On the Flink Jar job editing page, set Runtime Configuration as needed. The configuration information is as follows:
Different OBS buckets use different AK/SK authentication information. You can use the following configuration method to specify the AK/SK information based on the bucket. For details about the parameters, see Table 1.
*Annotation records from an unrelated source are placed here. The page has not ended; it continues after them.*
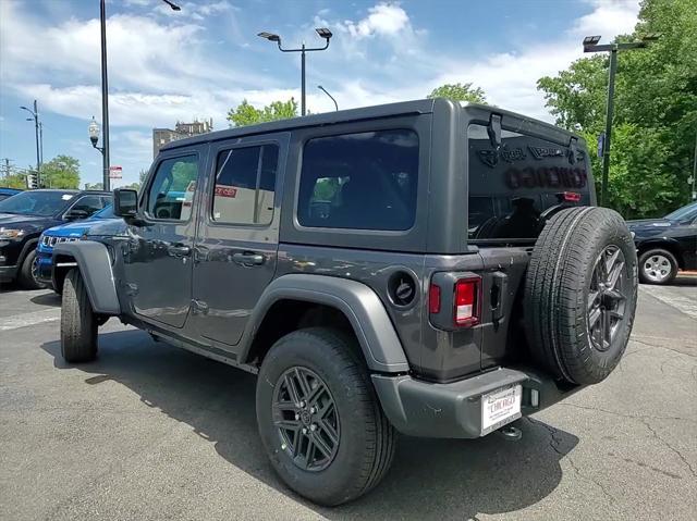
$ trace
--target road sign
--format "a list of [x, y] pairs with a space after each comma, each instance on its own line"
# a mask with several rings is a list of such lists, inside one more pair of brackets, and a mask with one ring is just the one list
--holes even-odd
[[120, 179], [122, 178], [123, 169], [121, 166], [109, 166], [109, 178]]

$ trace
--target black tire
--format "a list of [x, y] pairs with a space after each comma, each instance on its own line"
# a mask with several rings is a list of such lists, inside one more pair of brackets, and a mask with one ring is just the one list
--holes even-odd
[[636, 249], [622, 216], [592, 207], [554, 215], [525, 285], [526, 336], [537, 361], [571, 383], [604, 380], [626, 349], [636, 309]]
[[677, 270], [675, 256], [662, 248], [647, 250], [639, 256], [639, 281], [644, 284], [670, 284]]
[[[355, 340], [334, 330], [299, 330], [273, 345], [257, 380], [257, 422], [271, 463], [288, 486], [319, 505], [335, 506], [367, 493], [382, 480], [394, 456], [394, 429], [357, 349]], [[280, 393], [276, 388], [283, 388], [283, 375], [293, 368], [318, 375], [335, 406], [338, 448], [320, 470], [301, 468], [274, 424], [274, 397]]]
[[66, 362], [89, 362], [97, 357], [97, 317], [80, 270], [65, 275], [61, 305], [61, 355]]
[[34, 261], [36, 260], [36, 250], [29, 251], [20, 268], [20, 285], [25, 289], [40, 289], [44, 286], [36, 280]]

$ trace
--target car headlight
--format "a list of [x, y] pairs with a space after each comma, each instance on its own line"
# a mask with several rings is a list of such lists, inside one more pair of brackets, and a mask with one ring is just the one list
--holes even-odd
[[24, 230], [0, 227], [0, 239], [19, 239], [24, 235]]

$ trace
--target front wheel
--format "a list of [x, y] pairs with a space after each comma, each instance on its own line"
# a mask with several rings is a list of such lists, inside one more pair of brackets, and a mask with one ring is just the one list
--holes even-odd
[[639, 257], [639, 280], [645, 284], [669, 284], [677, 275], [677, 259], [664, 249], [653, 249]]
[[352, 339], [325, 327], [278, 340], [257, 381], [257, 422], [271, 463], [326, 506], [367, 493], [394, 456], [388, 422]]
[[80, 270], [71, 270], [61, 303], [61, 355], [66, 362], [89, 362], [97, 357], [97, 320]]

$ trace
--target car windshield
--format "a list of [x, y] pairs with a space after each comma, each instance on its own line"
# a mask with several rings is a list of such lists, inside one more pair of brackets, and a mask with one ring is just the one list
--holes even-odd
[[665, 215], [665, 219], [669, 221], [692, 221], [695, 218], [697, 218], [697, 202], [678, 208], [674, 212]]
[[23, 191], [0, 201], [0, 213], [49, 216], [60, 213], [74, 197], [70, 191]]
[[95, 213], [91, 218], [93, 219], [113, 219], [113, 218], [115, 218], [115, 215], [113, 214], [113, 204], [109, 204], [108, 207], [105, 207], [103, 209], [101, 209], [97, 213]]

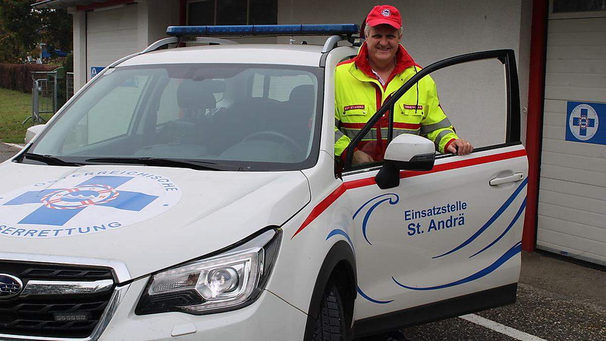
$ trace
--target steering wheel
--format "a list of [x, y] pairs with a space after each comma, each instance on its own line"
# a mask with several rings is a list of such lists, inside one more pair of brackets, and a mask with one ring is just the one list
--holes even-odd
[[263, 130], [261, 132], [257, 132], [256, 133], [253, 133], [249, 135], [248, 136], [245, 137], [244, 140], [242, 140], [242, 141], [245, 142], [247, 140], [254, 140], [254, 138], [255, 137], [259, 136], [264, 136], [264, 135], [269, 136], [274, 138], [278, 137], [281, 139], [282, 141], [282, 143], [280, 143], [280, 146], [285, 147], [285, 144], [288, 144], [289, 146], [291, 147], [290, 149], [291, 151], [295, 151], [298, 153], [299, 153], [299, 155], [305, 155], [305, 154], [307, 154], [307, 152], [304, 150], [303, 150], [303, 149], [301, 148], [301, 146], [299, 146], [299, 144], [297, 143], [294, 140], [293, 140], [290, 137], [286, 136], [285, 135], [282, 133], [279, 133], [278, 132], [273, 132], [271, 130]]

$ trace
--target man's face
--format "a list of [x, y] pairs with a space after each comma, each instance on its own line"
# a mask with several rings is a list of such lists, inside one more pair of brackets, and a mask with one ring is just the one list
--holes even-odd
[[368, 47], [368, 58], [375, 64], [384, 64], [393, 60], [400, 36], [393, 27], [383, 24], [370, 27], [366, 44]]

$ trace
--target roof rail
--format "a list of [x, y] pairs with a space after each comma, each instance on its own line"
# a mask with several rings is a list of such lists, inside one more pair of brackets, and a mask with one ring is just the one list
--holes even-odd
[[303, 25], [217, 25], [205, 26], [168, 26], [169, 36], [351, 36], [359, 32], [355, 24]]
[[218, 38], [199, 36], [195, 38], [182, 38], [171, 36], [161, 39], [158, 41], [152, 44], [141, 51], [141, 53], [146, 53], [152, 51], [155, 51], [166, 45], [170, 44], [178, 44], [180, 42], [193, 42], [195, 44], [209, 44], [215, 45], [235, 45], [238, 42], [227, 39], [221, 39]]
[[353, 35], [359, 30], [355, 24], [328, 25], [239, 25], [216, 26], [168, 26], [166, 33], [170, 36], [161, 39], [136, 55], [155, 51], [171, 44], [181, 42], [233, 45], [238, 42], [211, 36], [195, 36], [197, 34], [208, 35], [259, 36], [299, 36], [324, 35], [334, 33], [324, 42], [322, 53], [330, 52], [338, 46], [338, 42], [346, 40], [354, 46], [356, 39]]

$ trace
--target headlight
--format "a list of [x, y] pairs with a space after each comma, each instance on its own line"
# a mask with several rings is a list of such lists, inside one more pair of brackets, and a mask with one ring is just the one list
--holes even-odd
[[202, 314], [250, 305], [265, 287], [281, 237], [279, 229], [266, 231], [216, 255], [153, 274], [135, 313]]

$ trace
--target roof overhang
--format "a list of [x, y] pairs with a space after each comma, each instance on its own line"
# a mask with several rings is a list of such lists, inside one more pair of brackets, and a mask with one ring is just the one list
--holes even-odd
[[[129, 2], [131, 1], [120, 1], [119, 0], [43, 0], [32, 5], [35, 8], [65, 8], [76, 6], [82, 7], [102, 7], [110, 5], [116, 3]], [[107, 3], [106, 3], [107, 2]]]

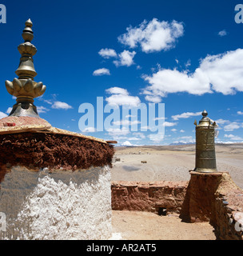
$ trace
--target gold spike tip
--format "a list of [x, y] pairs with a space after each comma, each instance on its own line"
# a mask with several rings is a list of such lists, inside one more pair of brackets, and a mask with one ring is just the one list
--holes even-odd
[[203, 117], [206, 117], [208, 115], [208, 112], [206, 110], [204, 110], [202, 113], [201, 113], [202, 116]]
[[26, 21], [26, 26], [32, 27], [33, 23], [32, 23], [30, 18], [29, 18], [27, 21]]
[[30, 18], [29, 18], [26, 22], [26, 27], [23, 30], [23, 33], [22, 34], [25, 42], [31, 42], [34, 38], [34, 34], [33, 34], [34, 33], [31, 29], [32, 26], [33, 26], [33, 23], [32, 23]]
flink.hadoop.fs.obs.bucket.USER_BUCKET_NAME.dew.access.key=USER_AK_CSMS_KEY flink.hadoop.fs.obs.bucket.USER_BUCKET_NAME.dew.secret.key=USER_SK_CSMS_KEY flink.hadoop.fs.obs.security.provider=com.dli.provider.UserObsBasicCredentialProvider flink.hadoop.fs.dew.csms.secretName=CredentialName flink.hadoop.fs.dew.endpoint=ENDPOINT flink.hadoop.fs.dew.csms.version=VERSION_ID flink.hadoop.fs.dew.csms.cache.time.second=CACHE_TIME flink.dli.job.agency.name=USER_AGENCY_NAME
Parameter Description
Parameter |
Mandatory |
Default Value |
Data Type |
Description |
flink.hadoop.fs.obs.bucket.USER_BUCKET_NAME.dew.access.key |
Yes |
None |
String |
USER_BUCKET_NAME needs to be replaced with the user's OBS bucket name. The value of this parameter is the key defined by the user in the CSMS shared secret. The value corresponding to the key is the user's access key ID (AK). The user must have the permission to access the bucket on OBS. |
flink.hadoop.fs.obs.bucket.USER_BUCKET_NAME.dew.secret.key |
Yes |
None |
String |
USER_BUCKET_NAME needs to be replaced with the user's OBS bucket name. The value of this parameter is the key defined by the user in the CSMS shared secret. The value corresponding to the key is the user's secret access key (SK). The user must have the permission to access the bucket on OBS. |
flink.hadoop.fs.obs.security.provider |
Yes |
None |
String |
OBS AK/SK authentication mechanism, which uses DEW-CSMS' secret management to obtain the AK and SK for accessing OBS. The default value is com.dli.provider.UserObsBasicCredentialProvider. |
flink.hadoop.fs.dew.endpoint |
Yes |
None |
String |
Endpoint of the DEW service to be used. Configuration example: flink.hadoop.fs.dew.endpoint=kms.cn-xxxx.myhuaweicloud.com |
flink.hadoop.fs.dew.projectId |
No |
Yes |
String |
ID of the project DEW belongs to. The default value is the ID of the project where the Flink job is. |
flink.hadoop.fs.dew.csms.secretName |
Yes |
None |
String |
Name of the shared secret in DEW's secret management. Configuration example: flink.hadoop.fs.dew.csms.secretName=secretInfo |
flink.hadoop.fs.dew.csms.version |
No |
Latest version |
String |
Version number (certificate version identifier) of the shared secret in DEW's secret management. If not specified, the latest version of the shared secret is obtained by default. Configuration example: flink.hadoop.fs.dew.csms.version=v1 |
flink.hadoop.fs.dew.csms.cache.time.second |
No |
3600 |
Long |
Cache duration after the CSMS shared secret is obtained during Flink job access. The unit is second. The default value is 3600 seconds. |
flink.dli.job.agency.name |
Yes |
- |
String |
Custom agency name. |
Sample Code
This section describes how to write processed DataGen data to OBS. You need to modify the parameters in the sample Java code based on site requirements.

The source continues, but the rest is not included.